Thanksgiving through Black Friday is a busy season for e-retailers. A lot of revenue is generated during this period of time, and if a site goes down, it’s not just one person who is going to have to do some explaining. The IT team, project managers and the CEO will have to answer to shareholders, and discuss why so much money was missed on one of the best days of the year for sales.

Even tech-savvy companies can experience website and application crashes, and the reason is application and web delivery is complex, especially when a site experiences a traffic increase of tens of thousands of users all trying to have one great shopping experience.

(Related: Security testing should be on every DevOps team’s Black Friday checklist)

CEO of software company NGINX, Gus Robertson, recommended you ask your software team questions like how many users can be handled at once, how do you plan to scale when traffic soars, who will monitor traffic, how can you recover, and who has your back. Discussing these questions with your team could save the company money and keep customers on sites and in applications by itself.

SD Times: What are the things you can do right to make sure you are set up and prepared for the holiday?
Robertson: Things we recommend, number one, is monitoring. If you are not monitoring the application and the website, then you’re not going to see where the errors are. I think a lot of companies are monitoring the infrastructure but not necessarily the actual application itself, or vice versa. And you want to not just see the traffic flowing at the front, but you also want to track that traffic that flows through the entire application to the weakest link. The weakest link may be an individual service or a product catalog.
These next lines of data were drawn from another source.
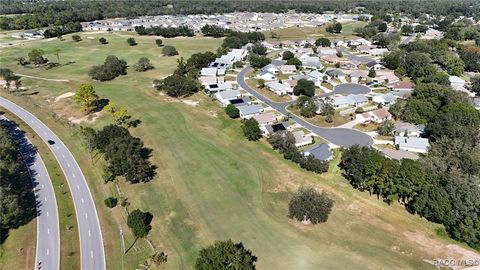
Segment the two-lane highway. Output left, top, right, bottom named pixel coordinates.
left=237, top=66, right=373, bottom=147
left=0, top=116, right=60, bottom=270
left=0, top=97, right=106, bottom=270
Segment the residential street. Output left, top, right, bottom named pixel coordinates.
left=237, top=66, right=373, bottom=147
left=0, top=97, right=106, bottom=270
left=0, top=116, right=60, bottom=270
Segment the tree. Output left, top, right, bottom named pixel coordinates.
left=400, top=24, right=414, bottom=36
left=315, top=37, right=331, bottom=47
left=248, top=54, right=272, bottom=68
left=72, top=35, right=82, bottom=42
left=125, top=209, right=153, bottom=253
left=104, top=197, right=118, bottom=208
left=225, top=104, right=240, bottom=118
left=251, top=42, right=267, bottom=55
left=282, top=51, right=295, bottom=60
left=377, top=121, right=395, bottom=136
left=195, top=240, right=257, bottom=270
left=73, top=83, right=99, bottom=114
left=242, top=118, right=262, bottom=141
left=471, top=75, right=480, bottom=93
left=293, top=79, right=315, bottom=97
left=288, top=187, right=333, bottom=224
left=89, top=55, right=128, bottom=81
left=300, top=98, right=318, bottom=118
left=133, top=57, right=154, bottom=72
left=98, top=37, right=108, bottom=45
left=104, top=101, right=132, bottom=126
left=162, top=45, right=178, bottom=56
left=28, top=49, right=48, bottom=65
left=287, top=57, right=302, bottom=69
left=127, top=37, right=137, bottom=46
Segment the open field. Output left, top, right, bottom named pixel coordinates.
left=263, top=22, right=367, bottom=40
left=0, top=111, right=80, bottom=269
left=0, top=33, right=476, bottom=269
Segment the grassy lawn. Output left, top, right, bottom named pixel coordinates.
left=0, top=111, right=80, bottom=269
left=288, top=106, right=350, bottom=127
left=264, top=22, right=366, bottom=40
left=0, top=33, right=474, bottom=269
left=353, top=123, right=379, bottom=132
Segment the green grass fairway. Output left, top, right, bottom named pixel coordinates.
left=263, top=22, right=366, bottom=40
left=0, top=33, right=474, bottom=269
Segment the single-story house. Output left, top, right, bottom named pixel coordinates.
left=317, top=47, right=337, bottom=55
left=255, top=70, right=277, bottom=81
left=366, top=61, right=385, bottom=70
left=265, top=82, right=293, bottom=96
left=448, top=76, right=465, bottom=86
left=331, top=95, right=368, bottom=108
left=260, top=122, right=291, bottom=136
left=395, top=136, right=430, bottom=153
left=205, top=82, right=233, bottom=94
left=253, top=112, right=277, bottom=126
left=215, top=90, right=242, bottom=107
left=391, top=82, right=415, bottom=91
left=393, top=122, right=425, bottom=137
left=356, top=108, right=392, bottom=124
left=237, top=104, right=263, bottom=119
left=262, top=64, right=280, bottom=74
left=303, top=143, right=333, bottom=161
left=280, top=65, right=297, bottom=74
left=292, top=130, right=313, bottom=147
left=368, top=48, right=389, bottom=56
left=372, top=92, right=397, bottom=105
left=198, top=76, right=225, bottom=86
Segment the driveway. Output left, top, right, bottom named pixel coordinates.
left=237, top=66, right=373, bottom=147
left=0, top=116, right=60, bottom=270
left=0, top=97, right=106, bottom=270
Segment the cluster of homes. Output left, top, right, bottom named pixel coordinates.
left=199, top=49, right=333, bottom=161
left=82, top=11, right=371, bottom=32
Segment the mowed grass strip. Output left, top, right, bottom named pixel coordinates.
left=0, top=111, right=80, bottom=269
left=0, top=33, right=464, bottom=269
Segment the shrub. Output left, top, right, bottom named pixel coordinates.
left=104, top=197, right=118, bottom=208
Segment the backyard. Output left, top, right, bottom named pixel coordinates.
left=0, top=33, right=474, bottom=269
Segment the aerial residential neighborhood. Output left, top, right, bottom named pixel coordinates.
left=0, top=0, right=480, bottom=270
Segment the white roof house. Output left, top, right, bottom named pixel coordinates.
left=237, top=104, right=263, bottom=119
left=292, top=130, right=313, bottom=147
left=253, top=112, right=277, bottom=126
left=255, top=70, right=277, bottom=81
left=215, top=90, right=241, bottom=107
left=262, top=64, right=280, bottom=74
left=280, top=65, right=297, bottom=74
left=448, top=76, right=465, bottom=86
left=395, top=136, right=430, bottom=153
left=265, top=82, right=293, bottom=96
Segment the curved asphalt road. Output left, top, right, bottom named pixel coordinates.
left=237, top=66, right=373, bottom=147
left=0, top=97, right=105, bottom=270
left=0, top=116, right=60, bottom=270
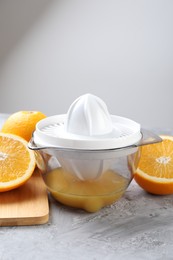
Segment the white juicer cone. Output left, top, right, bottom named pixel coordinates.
left=34, top=94, right=141, bottom=180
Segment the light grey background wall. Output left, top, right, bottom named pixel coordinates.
left=0, top=0, right=173, bottom=128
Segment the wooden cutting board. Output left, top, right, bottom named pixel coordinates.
left=0, top=169, right=49, bottom=226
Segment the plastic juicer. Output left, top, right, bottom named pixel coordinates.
left=29, top=94, right=161, bottom=212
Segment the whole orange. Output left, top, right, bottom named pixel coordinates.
left=1, top=111, right=46, bottom=141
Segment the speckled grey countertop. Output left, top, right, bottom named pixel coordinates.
left=0, top=115, right=173, bottom=260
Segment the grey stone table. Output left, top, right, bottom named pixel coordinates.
left=0, top=114, right=173, bottom=260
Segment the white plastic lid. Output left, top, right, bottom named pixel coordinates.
left=34, top=94, right=142, bottom=150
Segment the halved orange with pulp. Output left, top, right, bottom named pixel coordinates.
left=134, top=135, right=173, bottom=195
left=0, top=133, right=35, bottom=192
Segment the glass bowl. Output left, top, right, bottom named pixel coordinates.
left=32, top=147, right=141, bottom=212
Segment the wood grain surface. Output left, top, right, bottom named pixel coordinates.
left=0, top=169, right=49, bottom=226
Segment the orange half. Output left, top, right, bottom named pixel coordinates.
left=0, top=133, right=35, bottom=192
left=134, top=136, right=173, bottom=195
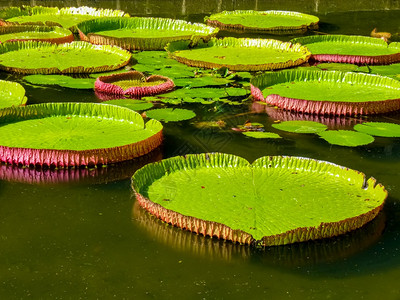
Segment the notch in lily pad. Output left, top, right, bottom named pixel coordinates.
left=145, top=108, right=196, bottom=123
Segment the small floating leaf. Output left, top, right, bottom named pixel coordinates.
left=146, top=108, right=196, bottom=122
left=354, top=122, right=400, bottom=137
left=318, top=130, right=374, bottom=147
left=272, top=121, right=328, bottom=133
left=243, top=131, right=281, bottom=139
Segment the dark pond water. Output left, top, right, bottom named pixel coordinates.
left=0, top=0, right=400, bottom=299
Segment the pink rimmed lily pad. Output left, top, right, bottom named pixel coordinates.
left=251, top=70, right=400, bottom=116
left=94, top=71, right=175, bottom=99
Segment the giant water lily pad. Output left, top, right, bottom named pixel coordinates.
left=354, top=122, right=400, bottom=137
left=318, top=130, right=374, bottom=147
left=0, top=6, right=129, bottom=31
left=251, top=70, right=400, bottom=116
left=166, top=37, right=311, bottom=71
left=292, top=35, right=400, bottom=65
left=272, top=121, right=328, bottom=133
left=132, top=153, right=387, bottom=246
left=0, top=25, right=74, bottom=44
left=0, top=80, right=27, bottom=108
left=95, top=71, right=175, bottom=98
left=204, top=10, right=319, bottom=34
left=78, top=17, right=218, bottom=50
left=0, top=103, right=162, bottom=167
left=24, top=74, right=95, bottom=89
left=146, top=108, right=196, bottom=122
left=0, top=41, right=131, bottom=74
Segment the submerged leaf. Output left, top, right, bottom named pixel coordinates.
left=243, top=131, right=281, bottom=139
left=318, top=130, right=374, bottom=147
left=272, top=121, right=328, bottom=133
left=354, top=122, right=400, bottom=137
left=146, top=108, right=196, bottom=122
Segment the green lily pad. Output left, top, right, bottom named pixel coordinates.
left=291, top=35, right=400, bottom=65
left=132, top=153, right=387, bottom=246
left=318, top=130, right=374, bottom=147
left=272, top=121, right=328, bottom=133
left=0, top=6, right=129, bottom=32
left=354, top=122, right=400, bottom=137
left=103, top=99, right=153, bottom=111
left=204, top=10, right=319, bottom=34
left=146, top=108, right=196, bottom=122
left=24, top=75, right=95, bottom=89
left=174, top=76, right=232, bottom=88
left=0, top=80, right=27, bottom=108
left=150, top=65, right=195, bottom=78
left=0, top=41, right=131, bottom=74
left=160, top=86, right=247, bottom=98
left=358, top=64, right=400, bottom=76
left=243, top=131, right=281, bottom=139
left=165, top=37, right=311, bottom=71
left=251, top=69, right=400, bottom=115
left=0, top=103, right=162, bottom=167
left=0, top=25, right=74, bottom=44
left=78, top=17, right=218, bottom=50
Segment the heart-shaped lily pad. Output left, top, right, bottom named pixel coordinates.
left=132, top=153, right=387, bottom=246
left=354, top=122, right=400, bottom=137
left=165, top=37, right=311, bottom=71
left=0, top=41, right=131, bottom=74
left=0, top=103, right=162, bottom=167
left=204, top=10, right=319, bottom=34
left=0, top=80, right=27, bottom=109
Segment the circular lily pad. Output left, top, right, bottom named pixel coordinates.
left=292, top=35, right=400, bottom=65
left=0, top=41, right=131, bottom=74
left=243, top=131, right=281, bottom=139
left=146, top=108, right=196, bottom=122
left=354, top=122, right=400, bottom=137
left=318, top=130, right=374, bottom=147
left=78, top=17, right=218, bottom=50
left=0, top=25, right=74, bottom=44
left=0, top=103, right=162, bottom=167
left=0, top=6, right=129, bottom=32
left=251, top=70, right=400, bottom=116
left=204, top=10, right=319, bottom=34
left=132, top=153, right=387, bottom=246
left=0, top=80, right=27, bottom=109
left=166, top=37, right=311, bottom=71
left=94, top=71, right=175, bottom=98
left=24, top=74, right=95, bottom=89
left=272, top=121, right=328, bottom=133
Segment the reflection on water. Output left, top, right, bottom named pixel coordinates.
left=0, top=147, right=162, bottom=184
left=132, top=201, right=386, bottom=268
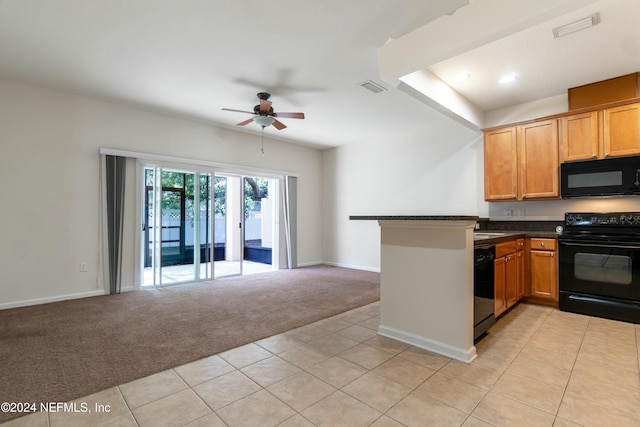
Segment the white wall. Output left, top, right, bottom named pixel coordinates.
left=0, top=79, right=322, bottom=308
left=323, top=112, right=488, bottom=271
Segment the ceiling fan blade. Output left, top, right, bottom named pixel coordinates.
left=222, top=108, right=255, bottom=114
left=272, top=120, right=286, bottom=130
left=276, top=113, right=304, bottom=119
left=260, top=99, right=271, bottom=113
left=238, top=117, right=253, bottom=126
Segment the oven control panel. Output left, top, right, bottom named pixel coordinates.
left=564, top=212, right=640, bottom=228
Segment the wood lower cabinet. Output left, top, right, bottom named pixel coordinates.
left=494, top=239, right=525, bottom=317
left=493, top=257, right=507, bottom=317
left=529, top=238, right=558, bottom=302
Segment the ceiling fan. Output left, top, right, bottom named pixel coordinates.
left=223, top=92, right=304, bottom=130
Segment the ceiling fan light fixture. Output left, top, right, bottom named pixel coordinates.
left=253, top=116, right=275, bottom=128
left=553, top=13, right=600, bottom=39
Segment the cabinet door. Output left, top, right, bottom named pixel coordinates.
left=484, top=127, right=518, bottom=200
left=494, top=257, right=507, bottom=317
left=518, top=119, right=560, bottom=200
left=505, top=253, right=518, bottom=308
left=516, top=250, right=526, bottom=301
left=531, top=250, right=558, bottom=301
left=603, top=104, right=640, bottom=157
left=561, top=111, right=600, bottom=162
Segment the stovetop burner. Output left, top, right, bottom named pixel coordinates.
left=564, top=212, right=640, bottom=235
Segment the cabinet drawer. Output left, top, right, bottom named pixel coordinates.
left=531, top=238, right=557, bottom=251
left=496, top=240, right=517, bottom=258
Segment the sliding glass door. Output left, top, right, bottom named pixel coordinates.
left=214, top=174, right=278, bottom=278
left=214, top=174, right=244, bottom=278
left=143, top=167, right=213, bottom=286
left=141, top=166, right=279, bottom=286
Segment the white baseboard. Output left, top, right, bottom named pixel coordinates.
left=0, top=286, right=135, bottom=310
left=323, top=261, right=380, bottom=273
left=0, top=289, right=106, bottom=310
left=378, top=325, right=478, bottom=363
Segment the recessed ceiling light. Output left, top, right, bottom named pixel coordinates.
left=553, top=13, right=600, bottom=38
left=498, top=73, right=518, bottom=84
left=453, top=73, right=471, bottom=83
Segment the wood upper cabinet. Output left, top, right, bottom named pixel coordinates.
left=484, top=126, right=518, bottom=200
left=560, top=111, right=602, bottom=162
left=602, top=103, right=640, bottom=157
left=560, top=103, right=640, bottom=162
left=518, top=119, right=560, bottom=200
left=529, top=238, right=558, bottom=301
left=484, top=119, right=560, bottom=201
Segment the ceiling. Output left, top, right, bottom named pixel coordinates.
left=0, top=0, right=640, bottom=148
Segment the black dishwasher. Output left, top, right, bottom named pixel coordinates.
left=473, top=245, right=496, bottom=342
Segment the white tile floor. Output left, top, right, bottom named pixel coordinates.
left=7, top=303, right=640, bottom=427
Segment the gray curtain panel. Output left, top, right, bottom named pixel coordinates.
left=105, top=155, right=127, bottom=295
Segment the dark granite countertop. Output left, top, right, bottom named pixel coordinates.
left=349, top=215, right=480, bottom=221
left=474, top=230, right=558, bottom=245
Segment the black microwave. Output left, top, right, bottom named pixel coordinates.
left=560, top=156, right=640, bottom=198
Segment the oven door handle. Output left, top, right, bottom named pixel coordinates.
left=558, top=241, right=640, bottom=249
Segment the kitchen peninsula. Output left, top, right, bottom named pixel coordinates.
left=349, top=216, right=478, bottom=363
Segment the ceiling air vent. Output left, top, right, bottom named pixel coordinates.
left=360, top=80, right=387, bottom=93
left=553, top=13, right=600, bottom=38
I think too many companies only monitor the infrastructure and not the app, or they’re not monitoring the app the whole way through to various components where they can identify the weak areas.

The second thing is that you want to also track response time, because at the end of the day, what you want to do is deliver the best user experience possible. If you have low performance of the front end to the client, you’ll lose that client and they’ll go somewhere else. You’re tracking the response time to that individual; it’s critical in making sure you are delivering that experience.

How can you track response time?
You want to load test for concurrency, which is making sure you can handle the amount of users coming into the site. That’s [like] making sure that you’ve got enough staff in your store to handle the amount of customers coming to your store. Brick and mortar retailers think of that logically; okay I need extra staff to handle the cash registers or answer any queries. In a certain way, in this day you need to know that the amount of users coming to a website is going to be far greater—can I handle that many users at the front of my website?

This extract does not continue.